His chest puffed and his shoes sandy from the New York shore, this Moses spends an opening scene trying to convince a haughty Henry Vanderbilt to accept his plans to build freeways across Long Island in service of poor and middle-class city dwellers seeking weekend escape.

Vanderbilt (Guy Paul) rejects his plans with a side of NIMBY bile, leaving Moses to utter a version of a quote from his ally Gov. Al Smith: “Between the few and the many, I cast my lot with the many.”

In “Straight Line Crazy,” by David Hare, Moses sometimes tiptoes toward anti-hero status — lawbreaking, rude, bullying, quietly racist, vocally sexist — but gripped by a democratic vision for his grand building plans.

His is a rigid dream impermeable to pushback or changing times, tainted irrevocably by bias.

Moses is played by Ralph Fiennes; the British film star gives a significant dose of daring to the character and his presence helped inflate sky-high ticket prices at the Shed, the Off-Broadway venue where the play is running until Dec. 18.

The real-life Moses died in 1981, after redrawing New York’s map as an unelected bureaucrat.

Today, New Yorkers benefit and suffer from his designs: the Brooklyn-Queens Expressway, the Henry Hudson Parkway, the Verrazzano-Narrows Bridge, the Brooklyn–Battery Tunnel, the United Nations building; the list goes on.

His victories, which included some 660 playgrounds and more than 400 miles of parkway, were perhaps eclipsed by his crimes against urban New York, none more noxious than the Cross Bronx Expressway, which still pours auto pollution into South Bronx neighborhoods.

The 1974 publication of Robert Caro’s sprawling biography of Moses, “The Power Broker,” battered the builder’s reputation, excavating the racism that animated his work.

Powerful yet unelected, Moses built roads, but not rapid transit. He cleared neighborhoods where Black and brown New Yorkers lived. His public housing developments helped cement New York’s segregation.

Caro’s 1,246-page book, devastating in its detail, ends by reflecting a prevailing view of Moses fans: “Couldn’t people see what he had done? Why weren’t they grateful?” The implicit answer is obvious.

Recent scholarship, though, has sought to reassess Moses’ imprint, and some of Caro’s findings have been disputed by researchers.

Hare, who is British and brought his play to London before Manhattan, described Caro as the “complete pioneer” and a prodigious researcher.

But the playwright, who studied books, documentaries and news clippings to write “Straight Line Crazy,” said he wanted to go in another direction from “The Power Broker.”

“I didn’t necessarily think his interpretation of who Moses was was definitive,” Hare told The News. “And I had a different idea about it.”

The play is running in the 500-seat Griffin Theater at the Shed, which is nestled in Hudson Yards, itself a Mosesian neighborhood in the southwestern reaches of Midtown.

The pre-planned Hudson Yards has been panned by critics as soulless and has sparked debate among New Yorkers.
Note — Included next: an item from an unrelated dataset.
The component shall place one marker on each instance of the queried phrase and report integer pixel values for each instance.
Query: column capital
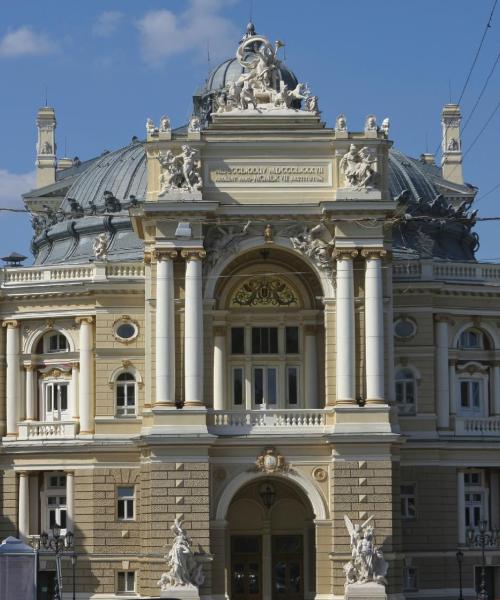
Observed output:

The play could create its own debates.

A fictionalized Jane Jacobs (Helen Schlesinger), who pops up occasionally as the play’s narrator and conscience, says her success preventing Moses from building a freeway through Washington Square Park did not preserve Greenwich Village.

“What was once a community was cleansed of everyone but the rich,” Jacobs says. “The Village was saved, but it was also destroyed. Whether that was Robert Moses’ fault or whether it was mine, I really can’t say.”

The play often operates somewhere around there, in undefined shades of gray. Did Moses cast his lot closer to the few or the many?

“I want to send people out arguing,” Hare said.